A coat is not always part of the leaving-the-house routine, which is one possible explanation for why a child may resist wearing one. It disrupts their sense of order. “My child will not wear a jacket!” many parents tell us.
How do we get our toddlers to put on a coat?
First, let’s offer them some empathy. A jacket may literally feel like an obstacle, making children feel more constrained than comfortable when they first put it on. If you’re facing a frequent battle over coat-wearing, read on for tips on how to approach it and to empower your child in the process.
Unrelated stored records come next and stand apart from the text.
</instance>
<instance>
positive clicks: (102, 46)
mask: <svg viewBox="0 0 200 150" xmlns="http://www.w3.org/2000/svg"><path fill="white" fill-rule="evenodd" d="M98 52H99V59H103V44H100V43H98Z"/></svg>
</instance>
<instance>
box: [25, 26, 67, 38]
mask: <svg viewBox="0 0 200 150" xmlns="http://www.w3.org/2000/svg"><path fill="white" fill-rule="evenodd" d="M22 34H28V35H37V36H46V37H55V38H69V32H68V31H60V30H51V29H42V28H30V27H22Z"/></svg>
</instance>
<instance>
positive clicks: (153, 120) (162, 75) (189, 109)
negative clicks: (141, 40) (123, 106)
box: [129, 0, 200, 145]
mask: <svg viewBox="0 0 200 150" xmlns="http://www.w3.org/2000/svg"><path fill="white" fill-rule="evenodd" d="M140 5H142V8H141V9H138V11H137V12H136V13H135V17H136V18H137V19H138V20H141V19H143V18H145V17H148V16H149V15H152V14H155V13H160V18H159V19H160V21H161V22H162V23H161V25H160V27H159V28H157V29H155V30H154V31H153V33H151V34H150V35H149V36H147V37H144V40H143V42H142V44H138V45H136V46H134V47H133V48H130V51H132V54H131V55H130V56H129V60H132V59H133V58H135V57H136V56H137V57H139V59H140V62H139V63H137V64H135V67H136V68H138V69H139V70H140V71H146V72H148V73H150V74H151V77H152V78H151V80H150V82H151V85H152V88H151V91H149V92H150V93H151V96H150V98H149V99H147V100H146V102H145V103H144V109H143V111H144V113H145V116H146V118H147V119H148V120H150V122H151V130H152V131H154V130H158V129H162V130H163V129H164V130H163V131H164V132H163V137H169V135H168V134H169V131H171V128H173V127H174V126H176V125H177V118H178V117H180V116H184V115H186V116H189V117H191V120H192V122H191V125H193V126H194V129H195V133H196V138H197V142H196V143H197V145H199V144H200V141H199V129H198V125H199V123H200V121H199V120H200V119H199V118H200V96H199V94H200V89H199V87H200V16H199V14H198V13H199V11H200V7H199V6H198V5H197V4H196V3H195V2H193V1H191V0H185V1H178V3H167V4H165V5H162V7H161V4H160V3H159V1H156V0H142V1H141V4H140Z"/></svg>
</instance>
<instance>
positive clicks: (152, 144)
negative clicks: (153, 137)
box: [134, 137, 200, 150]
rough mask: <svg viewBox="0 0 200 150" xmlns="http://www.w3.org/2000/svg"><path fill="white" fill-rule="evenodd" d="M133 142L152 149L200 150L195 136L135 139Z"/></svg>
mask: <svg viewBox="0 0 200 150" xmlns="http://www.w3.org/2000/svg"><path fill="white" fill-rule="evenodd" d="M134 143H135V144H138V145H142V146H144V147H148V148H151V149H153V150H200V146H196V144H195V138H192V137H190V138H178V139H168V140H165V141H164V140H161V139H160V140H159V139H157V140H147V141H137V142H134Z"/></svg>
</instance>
Our little ones have a sense of how things should go when they leave the house. When we introduce a coat, it can be at first seen as a barrier to accomplishing the task of getting out the door.
(Note: Kids in different climates might have a variety of experiences.)
Sometimes we are even asking them to put it on twice in a short amount of time if we take it off in the car for optimal carseat safety.
4 ways to make coat-wearing a positive experience
- Exposure. When we see cold weather coming, bring the coat out so that they can have experience with it before it becomes a hurry. They can explore it by wearing it in the house. You can show them how to use the tag to hang it on a hook.
- Practice. If your child is old enough to try the coat flip trick, this can be a fun way to build confidence in coat-wearing. (A child must be quite steady on their feet to try this, usually two or older.) Watch this video >
- Modeling ourselves wearing them. Verbalize what you’re doing when you put it on. “When I put my jacket on, I’ll be ready to go out!”
- Reading about winter wear. The Snowy Day is a great book to help talk about jackets. When jackets appear in other books, point them out. Later, when you are putting on the jacket, you can connect back to the story. “We are getting bundled up like Peter in The Snowy Day.”
What to look for in a coat for toddlers
- Read reviews and look out for low-quality zippers or other parents reporting frustration.
- Select a loose-fitting coat with a smooth lining.
- Fleece sleeves are frustrating especially to a sensitive child.
Remember to offer the jacket as a choice only if a “no” is acceptable. If you keep multiple layers on coat hooks, remove the ones that are not an option, such as a hooded sweatshirt until the weather makes it appropriate again.
If either choice is alright with you, you can offer to bring it along in case they change their mind. As they get older, they can be responsible for carrying it to the car if they choose to do so without putting it on.